Adarin goes rather still. "What will happen?" he asks, gravely. It's obvious he's taking this seriously.
"It... well, it's never happened to me, so I can't describe it exactly, but it feels - bad. Sometimes married couples do it and if they're close enough then it doesn't hurt, but you'd have to be really sure."
The kagu bobs her head in a nod. "They don't expect us back for a while. We're not risking harm," she explains. "We were heading off a problem at the source, not desperately searching for a cure."
"If you do wind up separating she could just fly out of the way of anybody who tried to - pet her," says Isabella. "If this person wouldn't listen to just being told to back off, that is. How did your magic decide where in the world to put you? Why here, why not the middle of an interstate highway or in the ocean or Antarctica or midair or, for that matter, in a field of chamomile?"
Adarin leans down to pet her, just a little. Pet, pet.
"That's the wording of my spell - If I spent so much power specifying that I wanted to be in a field of chamomile or next to a supply of it, I wouldn't be able to have enough to throw around on safety. Since I have something of a budget, I focused on arriving in a flat, stable place, where no large objects are moving towards me or nothing's likely to kill me on sight," he explains. "If I spent all that I can comfortably use to be next to my goal, I would be defenseless if I missed something."
He thinks. "Aside from that, I think it chose the closest spot that fit the criteria. In comparison to where I was coming from, that is."
"...In what sense is this spot closer? Are you from another planet and it happened to be in that direction," she points straight up, "or is there something else going on?"

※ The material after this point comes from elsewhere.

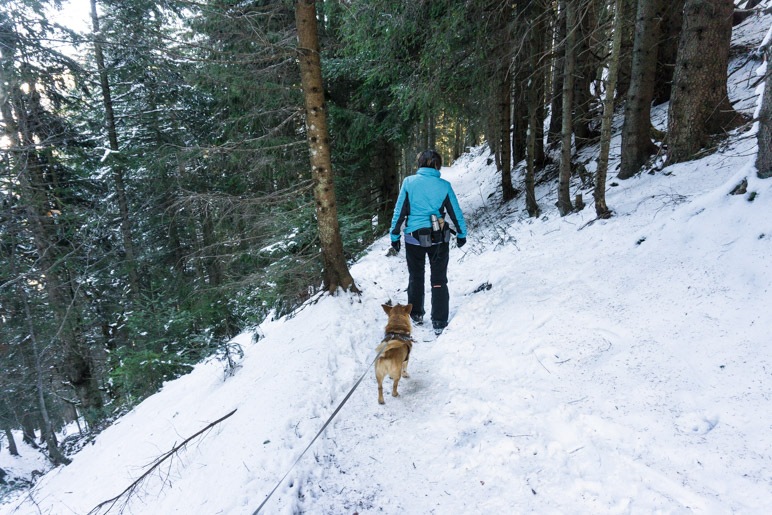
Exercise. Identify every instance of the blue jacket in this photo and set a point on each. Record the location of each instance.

He motions around them! "This was, apparently, closest in terms of how easily it could be to get to in comparison to something in my plane. It was more similar, in terms neither of us could fully understand, or at least nothing I could understand, and I've studied it most of my life. There are planes that seem similar to us on the surface, but at the core are utterly, completely different."
The kagu decides to join in with, "It's a complicated subject. No one is quite sure how they work. Some are clustered together, some aren't - some are far, far away from each other but seem near the same."
"Huh. Well, this is kind of the middle of nowhere. I flew here; does your magic let you fly?"